Wildland firefighters require certain tools and tactics to manage these controlled burns safely and successfully. Read on to discover the three things they need to fight the flames.
1. A Burn Plan
A burn plan is critical to conducting a successful prescribed fire. A burn plan ensures that everything is in order before the fire is set. Wildland firefighters have many elements to consider before conducting a prescribed burn. This includes outlining acceptable weather conditions, identifying personnel and gear needs, and creating a contingency plan. A comprehensive burn plan should include the following information:
- A map and description of the burn area
- Target weather conditions (including limits for acceptable burn conditions)
- Hazards in the burn area
- Applied safety measures
- Personnel needed
- Emergency contacts
- Objectives of the burn
- Fuel types and amounts
- Description of the surrounding area (closest water source, hazards, public safety concerns)
- Natural firebreaks or the construction of firebreaks
- Necessary equipment
- Smoke management plan
- Contingency plan
- Fire clean-up plan
2. Fire-Controlling Mechanisms
The success of a prescribed fire relies largely on the ability to control it. This is made easier by the use of certain mechanisms, both natural and man-made.
Wildland firefighters employ natural fire breaks (such as rivers or creeks) that can organically limit the spread of the fire. Fire breaks can also be man-made, in the form of roads, or by removing underbrush down to mineral soil.
Sprayers and Backpack Pumps
Regardless of the weather, sprayers should always be used when starting a prescribed fire. Cattle and four-wheeler sprayers are often chosen for prescribed burns. A 2-inch gasoline-operated water pump can be used to fill sprayers with the water from ponds or creeks. Backpack pumps can be worn for targeted fire control, as they are made of a chamber of water and a piston pump. There should always be a reserve tank on standby in case it is needed.

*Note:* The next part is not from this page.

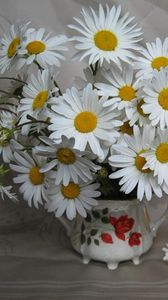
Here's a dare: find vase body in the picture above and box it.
[70,200,156,270]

Drip Torches, Fire Rakes, and Swatters
A drip torch helps distribute the fire in the designated area. This handheld piece of equipment provides a safe and targeted drizzle of fire for easy distribution, and is an important piece of equipment for any prescribed burn. A mixture of gasoline and diesel provides fuel that ignites easily and has longevity. A large fire rake can help move and cut small brush, and move litter away from the fire to prevent burning in unwanted areas. Fire swatters can also be used to smother small fires.
Chainsaws, Shovels, and Blowers
Hand tools are also essential pieces of a successful prescribed burn. Chainsaws and axes can be used to manage the perimeter and cut down snags or burning trees. Handheld blowers can suppress fire by blowing debris into or away from the burn area, or be used to create a fire line. Shovels are also commonly used to suppress fires with dirt.
3. Personal Safety Measures
Personal safety equipment is of the utmost importance when it comes to conducting a prescribed fire, so wildland firefighters need to protect themselves.
Clothing - Clothing should be made of natural fibers that do not combust easily. Commercial fire retardant clothing is made from fabrics such as Nomex, Kevlar, or cotton.. Synthetic fibers should be avoided as they can burn or melt, causing injury.
Boots and Gloves - Leather or rubber boots and cotton or leather gloves can withstand the heat of prescribed burns and offer insulation.
Helmets - Helmets should be worn to protect against falling debris. Goggles or a face shield can keep the heat off the face and protect against smoke and embers.
Respirators - Respirators should be kept on-hand to protect against the inhalation of smoke and ash.
Radios - Two-way communication is essential during a prescribed fire. Every member of personnel should be in direct communication with the group so they can stay in contact and stay safe.
Prescribed fires are a crucial facet of managing wildfires, but a successful and safe prescribed burn requires key tools and tactics. Before setting a prescribed fire, the initiating agency should implement public and fire staff safety measures, outline objectives and the likelihood of meeting them, define fire fuels and fire size, and collect the appropriate equipment. Only once these planning procedures are completed should a prescribed burn be conducted.